I once had a friend tell me, “When I became a mother, it felt like a door closed behind me.”

For many new mothers, this probably instantly strikes a chord. Walking through the doorway of motherhood is like entering an entirely new world, one that can seem equal parts overwhelming and claustrophobic. The realm--and the room--of motherhood.

To call motherhood a “room” makes sense considering the tendency to compartmentalize the experience. Though we are often a mom and something else, motherhood can be all-encompassing and touches every corner of our beings. To be sure, mothering warrants recognition. It is a sacrificial and rewarding career. So we step aside ourselves and footnote our other endeavors, little closets and hallways off of the main space in which we are “mom.”

Then we imagine the doors to those closets or hallways are closed. Locked even. We feel cut off from other facets of life while inside “motherhood,” a room like a nursery that’s full of diapers and squeaky toys and breast pumps. Maybe society told you to do this, that that’s what being a good mom is. Perhaps you’ve just been swept away in it all and found yourself here, in the middle of unending piles of dirty laundry. It could very easily have been your own, beautiful choice, to walk into the room and lock the door behind you, to be in every single moment while you have it.

Regardless of how you wound up in the place, chances are, you’ve faced your breaking point at some time or another. There’s been a day where something snapped and you ran around the room, desperate, jiggling all the knobs of all the doors just trying to get out. Just crack a window even! Let a little light and air in. Peeking through keyholes, trying to get a glimpse of just what exactly you shut out when that door closed.
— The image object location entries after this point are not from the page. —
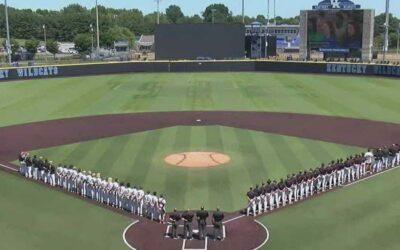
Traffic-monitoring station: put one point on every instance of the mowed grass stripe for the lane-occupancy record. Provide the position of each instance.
(176, 183)
(357, 97)
(218, 177)
(254, 160)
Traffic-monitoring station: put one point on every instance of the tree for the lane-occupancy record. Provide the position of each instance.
(115, 34)
(14, 46)
(221, 14)
(174, 14)
(83, 43)
(261, 19)
(52, 47)
(31, 46)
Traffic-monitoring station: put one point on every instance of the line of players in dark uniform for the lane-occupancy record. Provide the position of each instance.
(272, 194)
(92, 186)
(201, 216)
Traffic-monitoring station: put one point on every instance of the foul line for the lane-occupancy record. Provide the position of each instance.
(9, 168)
(235, 218)
(266, 239)
(371, 176)
(124, 233)
(205, 246)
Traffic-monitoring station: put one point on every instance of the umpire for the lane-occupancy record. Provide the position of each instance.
(202, 216)
(174, 219)
(187, 217)
(218, 216)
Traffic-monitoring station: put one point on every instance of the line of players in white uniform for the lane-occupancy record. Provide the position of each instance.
(273, 195)
(93, 186)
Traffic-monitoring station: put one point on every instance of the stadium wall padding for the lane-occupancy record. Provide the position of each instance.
(22, 73)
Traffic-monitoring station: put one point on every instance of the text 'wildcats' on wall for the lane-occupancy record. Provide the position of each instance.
(31, 72)
(198, 66)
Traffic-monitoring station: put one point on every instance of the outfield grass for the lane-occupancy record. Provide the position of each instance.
(255, 157)
(363, 216)
(361, 97)
(35, 217)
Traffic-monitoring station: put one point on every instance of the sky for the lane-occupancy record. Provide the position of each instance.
(284, 8)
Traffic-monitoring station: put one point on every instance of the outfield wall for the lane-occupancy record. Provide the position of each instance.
(197, 66)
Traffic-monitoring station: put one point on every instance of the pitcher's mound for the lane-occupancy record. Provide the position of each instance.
(197, 159)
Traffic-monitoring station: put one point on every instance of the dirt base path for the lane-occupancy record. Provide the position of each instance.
(243, 233)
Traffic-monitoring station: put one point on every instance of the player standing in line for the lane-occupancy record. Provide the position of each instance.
(187, 217)
(162, 203)
(251, 202)
(140, 197)
(174, 219)
(218, 216)
(202, 216)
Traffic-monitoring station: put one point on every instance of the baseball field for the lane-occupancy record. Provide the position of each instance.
(268, 124)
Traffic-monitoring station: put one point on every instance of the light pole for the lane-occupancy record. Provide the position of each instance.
(97, 30)
(45, 41)
(386, 40)
(8, 41)
(213, 15)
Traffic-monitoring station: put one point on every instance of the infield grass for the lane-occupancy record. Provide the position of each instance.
(255, 157)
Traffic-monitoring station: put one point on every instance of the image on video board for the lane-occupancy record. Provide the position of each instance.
(335, 30)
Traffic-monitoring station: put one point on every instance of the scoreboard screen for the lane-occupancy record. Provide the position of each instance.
(335, 30)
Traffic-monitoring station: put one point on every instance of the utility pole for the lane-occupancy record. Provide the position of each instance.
(8, 41)
(243, 11)
(213, 15)
(98, 30)
(386, 40)
(45, 41)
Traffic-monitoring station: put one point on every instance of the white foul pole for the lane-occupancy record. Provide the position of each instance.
(8, 41)
(243, 11)
(386, 40)
(267, 12)
(97, 30)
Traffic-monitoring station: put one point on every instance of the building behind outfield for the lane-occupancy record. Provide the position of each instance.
(199, 41)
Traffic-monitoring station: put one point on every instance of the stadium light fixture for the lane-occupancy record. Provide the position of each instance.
(8, 41)
(386, 40)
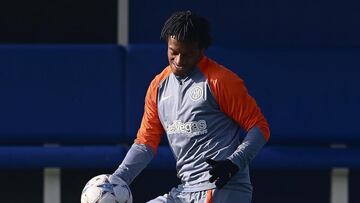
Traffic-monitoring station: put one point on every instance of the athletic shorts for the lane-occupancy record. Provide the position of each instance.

I remember before my first daughter was born, being pregnant and working feverishly on her new nursery. I remember the way the afternoon light shone through the big windows, casting shadows over new creamy-colored sheets and through the tiny bird mobile that dangled over the crib. I remember moments passed in the glider, practicing my rock, imagining when the nursery would be full. I spent hours folding all of those cloth diapers and sorting teethers and rings and blocks into separate bins.

There was a peace in there.

Soon enough, there was a baby in that space. I had entered the realm of motherhood, and there certainly were days that seemed unending, like that realm was all I would ever know. Sometimes I would catch my breath though. I’d remember when that room was barren of cries and squeaks and giggles, when I’d been preparing the place and feeling so peaceful. Those feelings commanded, “Sit.”

Maybe the door is closed for a time or during certain parts of the day. There will certainly be minutes or even hours that seem unbearable and inescapable. You might lunge for the handle and bang on the door for someone to let you out. But in the midst of all that, take time to sit in the room. Study the way the light brightens it up and the shadow friends it makes. Note the intricacies and the quirks, the ways the nooks and crannies are filled. Soak up the peace of this realm, which, for all its small and trapped feelings, is actually a brief, fleeting space.

Because though motherhood doesn’t mean the end of life, it does mark a milestone after which you’ll never be the same. Choose to see the good in that, the peace in that: Where once there was not, now there is. And instead of longing for what is behind the closed door, bask in the restfulness and the joy of the room you’re in.

And know that you have permission to drop the burp cloths for a little while and step outside the room. You can keep that closet full of your stilettos and pretty dresses. You’ll still need them once and awhile. It is a beautiful thing to be a mother and something else. It is good and right to dash down one of those hallways every once in awhile, to connect to some other part of you. Just as there are other rooms in the house, there are other pieces of you that deserve to be nurtured. In the long run, if you’re a better, richer person, you’ll raise better, richer kids.